Abstract

Eight early-mid Pelsonian (Middle Triassic) marine sedimentary successions, an outcrop and subsurface sections of the Ra'af Formation from the northwest Gondwana margins facing the southeast corner of the tropical western Tethyan seaway assigned to the southern Intertropical Convergence Zone (ITCZ) (south Israel, Levant Basin, north Arabian plate) are the focus of this work. The successions, especially with the exclusive outcrop at Har 'Arief, are a golden opportunity to observe the still connected transitional zone between the huge siliciclastic domains derived from Gondwana hinterland parts (north Arabian plate) and the open, tropical Tethyan marine carbonate domain and their mutual relationships.This multidiscipline research tracks a carbonate recovery attempt in a dominant siliciclastic system. The recovery effort was characterized by starved sedimentary conditions, basin-constrained oxygen-stressed environments, and low-diverse, autochthonous burrowed sediments barren of other faunal remains. Low-diverse fossiliferous allochthonous beds, transported from higher sites on the slopes, revealed differential distributions of echinoids, mollusks and especially foraminifera (large Pilammina-Pilamminella versus small glomospirids); these variances were attributed to different environmental conditions on the slopes of each basin-type and illuminate some constraints on their distribution pattern and climate affinity in the Triassic, southern ITCZ mixed carbonate/siliciclastic, sedimentary system. The carbonate recovery phase is ascribed to a relatively dry period in the hinterland rather than to sea-level rise; this dry period, which interrupted the relatively humid climate in the northern tropical Gondwana during the Pelsonian, is represented by the constant, although with some perturbations, siliciclastic sedimentary system that prevailed in the southeastern corner of the Tethys seaway during the Anisian.
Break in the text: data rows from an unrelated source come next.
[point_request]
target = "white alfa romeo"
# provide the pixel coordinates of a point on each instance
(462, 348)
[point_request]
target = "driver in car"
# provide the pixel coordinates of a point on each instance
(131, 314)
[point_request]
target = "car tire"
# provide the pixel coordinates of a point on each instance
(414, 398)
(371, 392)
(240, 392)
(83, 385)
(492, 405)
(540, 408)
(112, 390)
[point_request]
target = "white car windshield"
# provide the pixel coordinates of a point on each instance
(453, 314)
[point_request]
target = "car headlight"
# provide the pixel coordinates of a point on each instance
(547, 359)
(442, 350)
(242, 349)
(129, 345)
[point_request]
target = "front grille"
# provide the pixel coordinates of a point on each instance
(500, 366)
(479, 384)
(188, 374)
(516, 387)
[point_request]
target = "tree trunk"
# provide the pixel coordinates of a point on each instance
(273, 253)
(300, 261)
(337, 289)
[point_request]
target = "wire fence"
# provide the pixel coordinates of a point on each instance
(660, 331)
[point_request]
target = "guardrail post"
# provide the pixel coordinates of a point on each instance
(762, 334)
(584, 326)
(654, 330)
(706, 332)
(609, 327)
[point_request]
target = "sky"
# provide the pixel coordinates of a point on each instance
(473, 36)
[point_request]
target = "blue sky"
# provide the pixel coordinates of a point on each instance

Insights from the symmetric and asymmetric correlation of climate fluctuations in the hinterlands of the southeastern European basins (northern hemisphere) and this work (from the southern hemisphere), both embracing basins ascribed to the western tropical Tethyan seaway, illuminate the possible effects of the ICTZ behavior pattern and possible extra-tropical forces on the climate variations.